Timo Savola

2011-01-28

Concrete Python

Concrete is an experiment on portable execution state; to make it possible to save the state of a running program at arbitrary point of execution without help from the client code, and restore it—possibly on a different kind of system. I thought that it's less frustrating to develop a custom runtime environment instead of patching an existing one, and it gives greater flexibility to play with the execution model (which is, after all, the whole point). So I decided to implement a yet another Python virtual machine.

The VM takes in a CPython 3.1 bytecode file and executes it so that the program's memory image is in a coherent state after every opcode: the image could theoretically be backed by a memory-mapped file, which could be loaded to a new VM instance. Objects' contents are kept in little-endian byte order. Pointers are 32 bits wide.

The implementation language is C++. (Haters gonna hate.) With it we get types with automatic byte order conversion on big-endian architectures and implicit reference counting of Python objects. I've also played with C++0x type inference for kicks. Oh, and the license is LGPL.

For now it supports just about enough opcodes to be able to import a built-in module, define functions, call them and add integers together. The heap allocator is really dumb. But it does it all in the Concrete way.

Further thinking

Since having to swap bytes on every object access (and reference/dereference!) on big-endian CPUs strikes as incredibly slow, another approach could be to mark the byte order used in the saved memory image and convert the objects while loading. Coupled with garbage collection, heap compaction etc. this could be convenient.

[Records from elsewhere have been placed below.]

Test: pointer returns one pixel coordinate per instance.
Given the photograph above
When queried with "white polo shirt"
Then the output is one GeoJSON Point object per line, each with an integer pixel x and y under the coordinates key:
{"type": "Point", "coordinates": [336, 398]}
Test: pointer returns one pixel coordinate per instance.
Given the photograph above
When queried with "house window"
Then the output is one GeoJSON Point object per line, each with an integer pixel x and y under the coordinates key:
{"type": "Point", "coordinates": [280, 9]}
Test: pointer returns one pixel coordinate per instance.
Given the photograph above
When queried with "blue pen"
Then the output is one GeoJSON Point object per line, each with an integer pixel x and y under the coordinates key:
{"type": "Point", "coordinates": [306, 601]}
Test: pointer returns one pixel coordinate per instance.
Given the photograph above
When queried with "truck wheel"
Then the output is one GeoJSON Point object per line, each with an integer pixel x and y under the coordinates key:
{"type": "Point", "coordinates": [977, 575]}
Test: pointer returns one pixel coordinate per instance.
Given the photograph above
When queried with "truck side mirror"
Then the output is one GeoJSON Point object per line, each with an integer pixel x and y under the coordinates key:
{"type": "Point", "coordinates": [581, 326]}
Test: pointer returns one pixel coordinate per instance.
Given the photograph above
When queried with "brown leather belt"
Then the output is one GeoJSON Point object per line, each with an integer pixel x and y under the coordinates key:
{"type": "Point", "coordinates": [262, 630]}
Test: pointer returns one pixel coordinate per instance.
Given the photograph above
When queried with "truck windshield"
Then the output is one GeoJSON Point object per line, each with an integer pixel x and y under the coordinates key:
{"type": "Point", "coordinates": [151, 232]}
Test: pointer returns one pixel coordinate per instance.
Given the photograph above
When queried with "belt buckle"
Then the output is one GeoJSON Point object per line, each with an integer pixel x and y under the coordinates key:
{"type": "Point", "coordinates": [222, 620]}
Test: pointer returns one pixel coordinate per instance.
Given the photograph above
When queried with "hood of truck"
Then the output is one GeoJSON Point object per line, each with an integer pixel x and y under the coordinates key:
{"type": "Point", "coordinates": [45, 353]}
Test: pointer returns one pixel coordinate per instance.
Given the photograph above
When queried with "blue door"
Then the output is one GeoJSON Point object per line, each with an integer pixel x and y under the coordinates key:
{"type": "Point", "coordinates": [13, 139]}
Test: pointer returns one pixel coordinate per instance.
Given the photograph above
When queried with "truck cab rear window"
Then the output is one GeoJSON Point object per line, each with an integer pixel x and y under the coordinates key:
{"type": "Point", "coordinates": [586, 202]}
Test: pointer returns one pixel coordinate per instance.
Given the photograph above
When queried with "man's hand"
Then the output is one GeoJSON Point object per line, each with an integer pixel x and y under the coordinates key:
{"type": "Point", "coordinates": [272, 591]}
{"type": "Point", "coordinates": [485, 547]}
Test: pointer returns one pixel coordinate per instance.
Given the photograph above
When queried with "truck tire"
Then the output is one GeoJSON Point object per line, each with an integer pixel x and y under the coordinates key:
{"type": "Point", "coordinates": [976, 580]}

Then again, with garbage collection the reference counting would be eliminated... Yet another approach could be to convert objects on demand, but that would require conditional jumps—even on the vastly more popular little-endian CPUs. But that could come as a bonus if the heap allocator implemented copy-on-write snapshots, which in turn could enable interesting new language constructs...

The plan is not to support standard Python modules (except pure-Python ones which don't depend on native ones). Instead, the idea is to use custom I/O abstractions which are applicable to the transient scenarios.